Discipleship does not mean to use God when we can no longer function
ourselves. On the contrary, it means to
recognize that we can do nothing at all, but that God can do everything through
us. As disciples, we find not some but
all of our strength, hope, courage, and confidence in God. Therefore, prayer must be our first concern.
God’s way can only be grasped in prayer. The more you listen to God speaking within
you, the sooner you will hear that voice inviting you to follow the way of
Jesus. For Jesus’ way is God’s way, and
God’s way is not for Jesus only, but for everyone who is truly seeking
God. Here we come up against the hard
truth that the descending way of Jesus is also the way for us to find God. Soon after he ends his fasting in the
wilderness and calls his first disciples, Jesus says,
How
blessed are the poor in spirit…
Blessed
are the gentle…
Blessed
are those who mourn…
Blessed
are those who hunger and thirst for uprightness…
Blessed
are the merciful…
Blessed
are the pure in heart…
Blessed
are the peacemakers…
Blessed
are those who are persecuted in the cause of uprightness…

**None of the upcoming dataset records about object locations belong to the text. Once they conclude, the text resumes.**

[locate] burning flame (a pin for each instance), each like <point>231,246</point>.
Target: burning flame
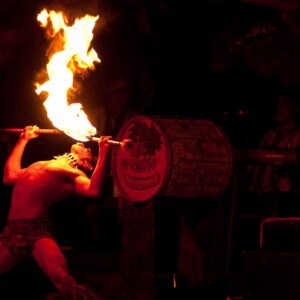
<point>75,55</point>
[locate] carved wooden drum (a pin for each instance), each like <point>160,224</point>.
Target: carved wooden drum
<point>173,157</point>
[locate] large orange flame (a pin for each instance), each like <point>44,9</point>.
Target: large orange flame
<point>74,56</point>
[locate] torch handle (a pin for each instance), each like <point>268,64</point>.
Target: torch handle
<point>126,143</point>
<point>40,131</point>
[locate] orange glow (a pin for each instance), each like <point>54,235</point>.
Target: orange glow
<point>73,55</point>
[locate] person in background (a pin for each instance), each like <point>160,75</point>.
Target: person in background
<point>282,181</point>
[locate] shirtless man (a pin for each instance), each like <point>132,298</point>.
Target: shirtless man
<point>36,188</point>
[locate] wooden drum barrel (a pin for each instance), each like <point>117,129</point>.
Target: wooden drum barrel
<point>173,157</point>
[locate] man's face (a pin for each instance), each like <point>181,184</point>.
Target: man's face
<point>85,154</point>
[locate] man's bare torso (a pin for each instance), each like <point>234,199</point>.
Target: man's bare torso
<point>41,185</point>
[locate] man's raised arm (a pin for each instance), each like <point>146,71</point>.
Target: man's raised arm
<point>12,168</point>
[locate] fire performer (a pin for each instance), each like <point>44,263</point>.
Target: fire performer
<point>36,188</point>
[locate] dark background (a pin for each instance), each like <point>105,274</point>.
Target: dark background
<point>193,59</point>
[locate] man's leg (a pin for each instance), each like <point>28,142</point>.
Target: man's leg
<point>7,260</point>
<point>52,261</point>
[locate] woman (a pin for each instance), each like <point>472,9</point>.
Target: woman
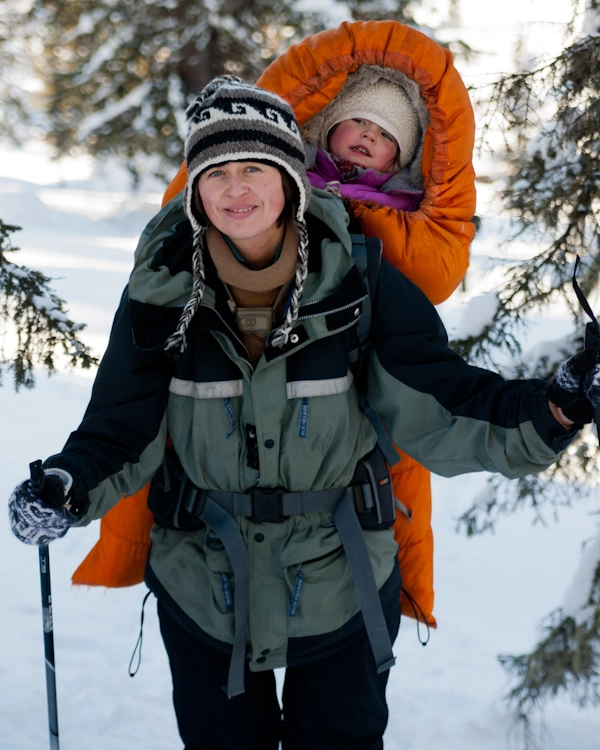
<point>229,375</point>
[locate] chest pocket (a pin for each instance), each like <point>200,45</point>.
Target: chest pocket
<point>204,371</point>
<point>321,369</point>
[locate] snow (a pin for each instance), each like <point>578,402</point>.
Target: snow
<point>133,99</point>
<point>492,591</point>
<point>80,226</point>
<point>576,599</point>
<point>478,315</point>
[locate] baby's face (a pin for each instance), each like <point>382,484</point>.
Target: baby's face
<point>364,143</point>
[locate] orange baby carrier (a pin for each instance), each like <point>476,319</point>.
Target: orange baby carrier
<point>430,246</point>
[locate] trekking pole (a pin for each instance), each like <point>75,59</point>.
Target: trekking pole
<point>37,482</point>
<point>592,331</point>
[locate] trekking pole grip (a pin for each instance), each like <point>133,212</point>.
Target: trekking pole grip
<point>38,478</point>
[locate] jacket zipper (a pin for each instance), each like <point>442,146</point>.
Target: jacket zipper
<point>330,312</point>
<point>299,582</point>
<point>233,333</point>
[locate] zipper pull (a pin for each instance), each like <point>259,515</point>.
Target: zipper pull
<point>227,598</point>
<point>295,603</point>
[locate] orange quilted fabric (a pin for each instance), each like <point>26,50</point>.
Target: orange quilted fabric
<point>430,246</point>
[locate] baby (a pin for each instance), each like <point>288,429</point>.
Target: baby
<point>366,142</point>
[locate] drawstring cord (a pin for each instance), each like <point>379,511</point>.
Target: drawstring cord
<point>415,605</point>
<point>138,645</point>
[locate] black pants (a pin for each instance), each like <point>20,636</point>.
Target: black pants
<point>335,703</point>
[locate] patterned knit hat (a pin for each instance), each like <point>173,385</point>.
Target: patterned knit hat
<point>233,121</point>
<point>384,104</point>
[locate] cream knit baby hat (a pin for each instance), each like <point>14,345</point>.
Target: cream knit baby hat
<point>385,104</point>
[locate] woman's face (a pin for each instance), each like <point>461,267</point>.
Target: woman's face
<point>244,199</point>
<point>364,143</point>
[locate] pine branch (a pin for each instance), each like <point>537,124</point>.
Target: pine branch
<point>35,317</point>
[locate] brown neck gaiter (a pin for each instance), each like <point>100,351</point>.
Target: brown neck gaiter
<point>251,288</point>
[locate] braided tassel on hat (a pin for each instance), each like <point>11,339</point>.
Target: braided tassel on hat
<point>233,121</point>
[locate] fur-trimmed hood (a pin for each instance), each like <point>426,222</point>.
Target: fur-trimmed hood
<point>314,132</point>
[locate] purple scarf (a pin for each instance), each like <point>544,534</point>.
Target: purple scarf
<point>365,185</point>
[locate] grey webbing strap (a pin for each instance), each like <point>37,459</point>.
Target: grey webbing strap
<point>384,441</point>
<point>352,537</point>
<point>226,529</point>
<point>292,503</point>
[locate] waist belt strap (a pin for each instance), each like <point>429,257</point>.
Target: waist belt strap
<point>226,529</point>
<point>218,510</point>
<point>356,551</point>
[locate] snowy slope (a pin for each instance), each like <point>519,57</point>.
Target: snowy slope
<point>491,592</point>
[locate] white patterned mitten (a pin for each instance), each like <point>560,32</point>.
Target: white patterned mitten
<point>575,388</point>
<point>41,517</point>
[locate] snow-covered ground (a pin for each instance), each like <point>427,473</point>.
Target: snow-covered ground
<point>492,592</point>
<point>80,226</point>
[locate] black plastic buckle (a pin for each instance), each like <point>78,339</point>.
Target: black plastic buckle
<point>266,506</point>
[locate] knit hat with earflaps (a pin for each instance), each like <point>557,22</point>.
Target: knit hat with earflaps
<point>385,104</point>
<point>233,121</point>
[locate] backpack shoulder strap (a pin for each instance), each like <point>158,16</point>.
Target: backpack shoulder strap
<point>366,254</point>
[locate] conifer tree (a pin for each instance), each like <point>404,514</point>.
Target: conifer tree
<point>550,116</point>
<point>34,327</point>
<point>118,74</point>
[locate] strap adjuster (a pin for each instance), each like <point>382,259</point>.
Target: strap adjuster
<point>267,506</point>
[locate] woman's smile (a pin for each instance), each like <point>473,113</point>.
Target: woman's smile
<point>244,200</point>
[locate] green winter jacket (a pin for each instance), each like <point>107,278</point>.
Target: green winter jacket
<point>293,422</point>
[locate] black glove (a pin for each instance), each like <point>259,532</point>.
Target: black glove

Jesus is drawing a self-portrait here and inviting his
disciples to become like him.
Prayer means letting Jesus’ way of the cross, his way of downward
mobility, truly become our way. And
prayer means listening with attentive, undivided hearts, to the inner movements
of the Spirit of Jesus, even when that Spirit leads us to places we would
rather not go…I say this with great compassion: we are living in an upwardly mobile society, a society in which making it to the top is expected in some degree of all of us. And aren’t we tempted to use even the Word of God to help us in this upward mobility? But this is not the way of God. The question we will finally hear is not going to be: “How much did you earn in your lifetime?” or “How many friends did you make?” or “How much progress did you make in your career?” No, the question for us will be: “What did you do for the least of mine?” God has chosen to be revealed in a crucified humanity. That is a very hard realization to come to, yet all authentic prayer will eventually lead us to it.